I'm afraid the rest of your post merely came across as special pleading for a somewhat outdated philosophy. The problem is letting go the Self, isn't it? Rather Buddhist, really, if you think about it like that. Accepting the nonexistence of God is hard enough - most people never manage it - but it's nothing, in terms of psychological conflict and disturbance, compared with accepting that the Self does not exist. So I shouldn't worry about idealism. It will survive for as long as people need help facing reality, which probably means it will survive for ever.
Originally posted by Indigo_Child
Occam's razor is problematic. If the simplest explanation is sufficient, then we we should be concluding that the Earth is flat, because it seems just so obvious.
As I mentioned in contemporary physics there exists dozens of models to explain phenomena, and some of them are incredibly complex.
We do actually have a reason to believe that consciousnes is non-local to he body. The very fact that it an immateral phenomena, subjective and non-empirical, clearly shows that it is not matter. Hence it cannot be local to the body.
Again in the same way the music being fundamentally a different substance from the substance which the radio is made of, leads one to conclude that the music is non-local to it.
The obsever is not privvy to any process.
The problem with naive causality is that the observer is only privvy to the empirical, they are not actually privvy to the process.
Actually classical physics is a widely rejected physical model today. Its predicates are false.

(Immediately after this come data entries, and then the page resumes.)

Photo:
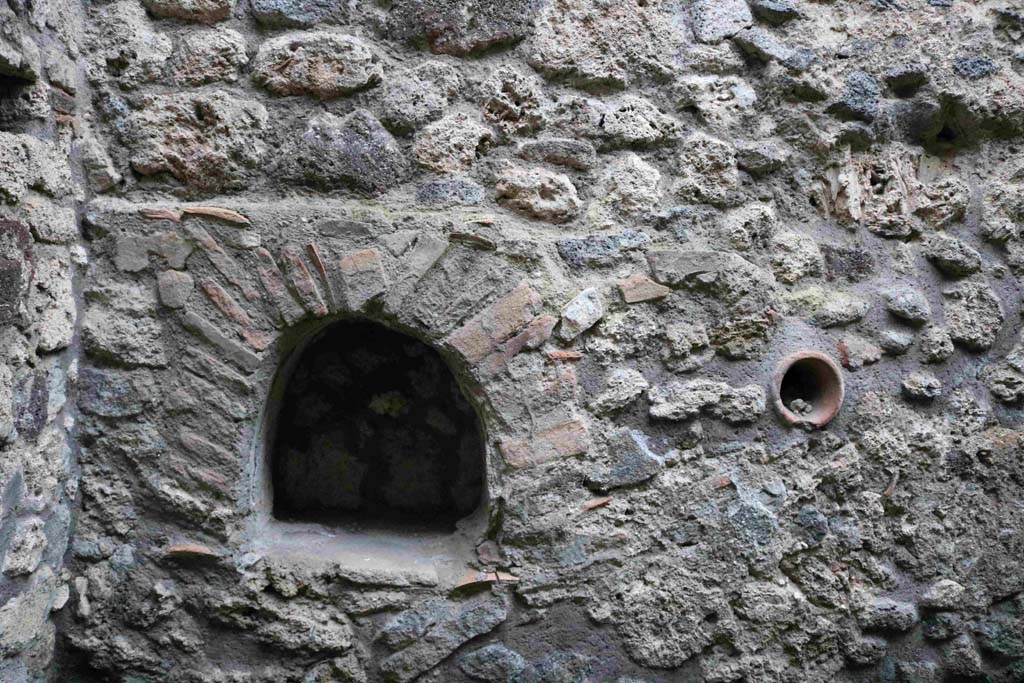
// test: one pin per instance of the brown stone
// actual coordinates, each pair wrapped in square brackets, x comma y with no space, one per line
[641,288]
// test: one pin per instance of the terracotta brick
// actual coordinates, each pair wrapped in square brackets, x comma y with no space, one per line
[480,337]
[560,440]
[302,282]
[273,284]
[364,278]
[226,304]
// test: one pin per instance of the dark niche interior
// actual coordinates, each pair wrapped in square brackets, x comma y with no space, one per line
[373,428]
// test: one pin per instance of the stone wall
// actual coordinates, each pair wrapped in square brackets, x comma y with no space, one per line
[41,98]
[613,220]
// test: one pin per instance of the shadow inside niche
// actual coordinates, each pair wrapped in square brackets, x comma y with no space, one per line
[374,430]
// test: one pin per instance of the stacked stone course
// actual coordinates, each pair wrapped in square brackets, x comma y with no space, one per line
[613,220]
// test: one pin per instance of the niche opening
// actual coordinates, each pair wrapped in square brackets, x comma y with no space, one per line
[808,389]
[372,428]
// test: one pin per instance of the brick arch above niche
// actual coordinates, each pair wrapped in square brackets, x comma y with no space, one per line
[210,301]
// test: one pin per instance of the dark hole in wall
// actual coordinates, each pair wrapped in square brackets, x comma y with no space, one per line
[373,427]
[802,381]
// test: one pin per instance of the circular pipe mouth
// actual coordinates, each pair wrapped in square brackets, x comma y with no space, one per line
[807,389]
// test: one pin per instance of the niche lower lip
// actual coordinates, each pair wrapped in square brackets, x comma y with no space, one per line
[813,379]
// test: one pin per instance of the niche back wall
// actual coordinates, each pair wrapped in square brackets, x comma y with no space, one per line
[612,221]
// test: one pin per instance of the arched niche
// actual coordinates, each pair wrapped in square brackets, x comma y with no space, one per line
[370,428]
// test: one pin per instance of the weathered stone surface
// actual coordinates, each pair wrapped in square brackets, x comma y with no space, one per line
[683,400]
[631,462]
[209,56]
[922,386]
[974,314]
[19,56]
[453,143]
[125,45]
[639,288]
[581,313]
[558,440]
[418,96]
[539,193]
[461,27]
[707,171]
[480,336]
[211,142]
[859,99]
[495,664]
[174,288]
[206,11]
[450,631]
[561,152]
[602,46]
[738,184]
[907,303]
[716,20]
[299,13]
[318,63]
[622,388]
[936,344]
[363,274]
[355,152]
[119,327]
[115,393]
[513,100]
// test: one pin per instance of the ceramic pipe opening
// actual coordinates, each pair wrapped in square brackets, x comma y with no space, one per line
[808,389]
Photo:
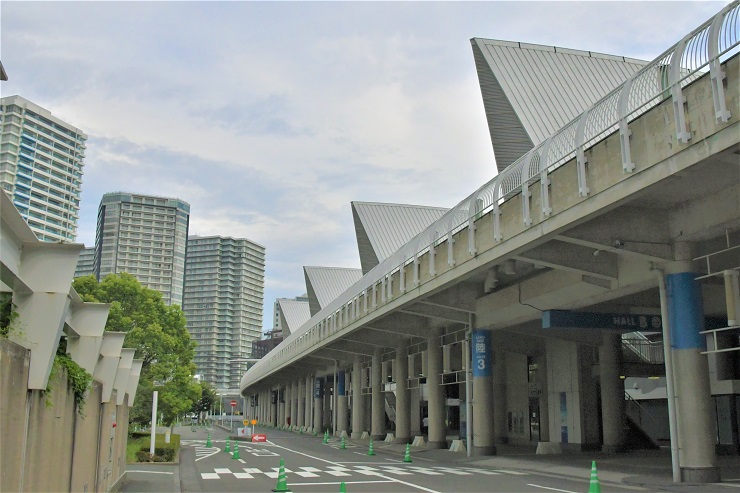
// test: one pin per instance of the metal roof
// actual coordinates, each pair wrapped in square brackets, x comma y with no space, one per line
[294,313]
[531,91]
[381,229]
[325,284]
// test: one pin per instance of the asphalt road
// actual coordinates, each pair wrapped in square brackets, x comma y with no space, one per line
[313,467]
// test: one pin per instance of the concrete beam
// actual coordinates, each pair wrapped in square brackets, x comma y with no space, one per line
[573,258]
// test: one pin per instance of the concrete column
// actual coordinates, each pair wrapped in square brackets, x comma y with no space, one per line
[358,403]
[482,362]
[377,424]
[301,394]
[403,419]
[274,397]
[612,392]
[318,410]
[341,402]
[698,461]
[435,391]
[281,407]
[500,425]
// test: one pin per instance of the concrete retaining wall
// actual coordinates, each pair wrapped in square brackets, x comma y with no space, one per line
[46,444]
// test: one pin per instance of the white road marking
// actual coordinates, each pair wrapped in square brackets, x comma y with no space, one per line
[397,470]
[424,470]
[151,472]
[451,470]
[551,489]
[345,482]
[306,474]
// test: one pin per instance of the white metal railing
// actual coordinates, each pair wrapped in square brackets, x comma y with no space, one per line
[702,50]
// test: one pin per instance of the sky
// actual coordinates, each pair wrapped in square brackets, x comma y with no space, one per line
[269,118]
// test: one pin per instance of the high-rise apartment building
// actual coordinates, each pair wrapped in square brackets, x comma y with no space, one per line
[41,161]
[145,236]
[223,301]
[86,263]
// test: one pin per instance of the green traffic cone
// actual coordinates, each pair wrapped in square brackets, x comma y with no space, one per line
[282,485]
[594,486]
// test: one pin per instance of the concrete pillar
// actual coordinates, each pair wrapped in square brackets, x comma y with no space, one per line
[308,403]
[403,419]
[482,362]
[500,424]
[696,430]
[435,392]
[281,407]
[301,394]
[294,404]
[612,392]
[377,424]
[318,410]
[274,398]
[341,402]
[358,402]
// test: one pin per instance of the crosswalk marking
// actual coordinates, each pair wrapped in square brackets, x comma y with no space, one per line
[340,471]
[451,470]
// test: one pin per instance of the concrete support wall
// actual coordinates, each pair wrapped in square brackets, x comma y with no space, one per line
[377,424]
[403,420]
[52,447]
[436,402]
[358,401]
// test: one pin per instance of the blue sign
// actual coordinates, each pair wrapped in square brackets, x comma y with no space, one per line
[481,349]
[629,322]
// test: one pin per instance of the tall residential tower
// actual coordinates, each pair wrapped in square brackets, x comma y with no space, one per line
[224,286]
[41,161]
[145,236]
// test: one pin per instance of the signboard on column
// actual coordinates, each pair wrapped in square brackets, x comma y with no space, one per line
[482,353]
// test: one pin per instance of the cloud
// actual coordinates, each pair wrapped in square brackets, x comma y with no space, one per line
[270,117]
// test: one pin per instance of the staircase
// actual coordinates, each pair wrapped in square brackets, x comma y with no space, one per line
[641,424]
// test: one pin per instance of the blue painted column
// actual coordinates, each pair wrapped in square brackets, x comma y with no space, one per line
[318,402]
[483,420]
[696,430]
[341,402]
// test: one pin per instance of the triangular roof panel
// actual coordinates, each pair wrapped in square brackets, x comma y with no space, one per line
[382,229]
[325,284]
[532,91]
[295,314]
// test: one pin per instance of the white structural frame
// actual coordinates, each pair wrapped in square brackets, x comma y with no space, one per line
[659,80]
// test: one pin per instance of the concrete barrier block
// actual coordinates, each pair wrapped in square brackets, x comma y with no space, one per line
[549,448]
[457,446]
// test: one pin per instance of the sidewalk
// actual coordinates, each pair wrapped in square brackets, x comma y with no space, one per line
[649,469]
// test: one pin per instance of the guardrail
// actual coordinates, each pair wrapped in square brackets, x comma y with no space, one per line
[702,49]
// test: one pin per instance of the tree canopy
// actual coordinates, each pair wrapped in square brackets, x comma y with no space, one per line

The idea of a universe existing of individual entities, whose behaviour can be predicted by ideal laws, was killed very quickly. The discovery of force fields and electromagnetism threw a spanner in the works of the universe existing of particles on which forces act. Then came General Relativity which finished the job, and also was a better predicter of macrocosmic events. It introduced the concepts of relativistic frames of reference, the continuum of space-time, and the notion of gravity bending light. Then came Quantum Mechanics, which was able to show that at a fundamental level matter does not at all behave in a precitable manner, in fact most of the universe is empty space, and electrons simutaneously exist in all possible states. i.e., it can be everywhere.
Again in the same way the music being fundamentally a different substance from the substance which the radio is made of, leads one to conclude that the music is non-local to it.
Nobody in theoretical physics regards these (or any of those other theories whose names you bandy as blithely as a Nobel physics laureate) as accurate and comprehensive descriptions of reality. It is recognized that Nature gives you a different set of answers depending on which questions you ask her, and how. Reality looks different when viewed in different parts of the electromagnetic spectrum; how much more different must she look when interrogated with gravitational sensors or high-energy particles? You seem to think there must either be one ultimate set on answers which can be called 'true', or else there is no material truth at all. I suppose that's typical of an idealist.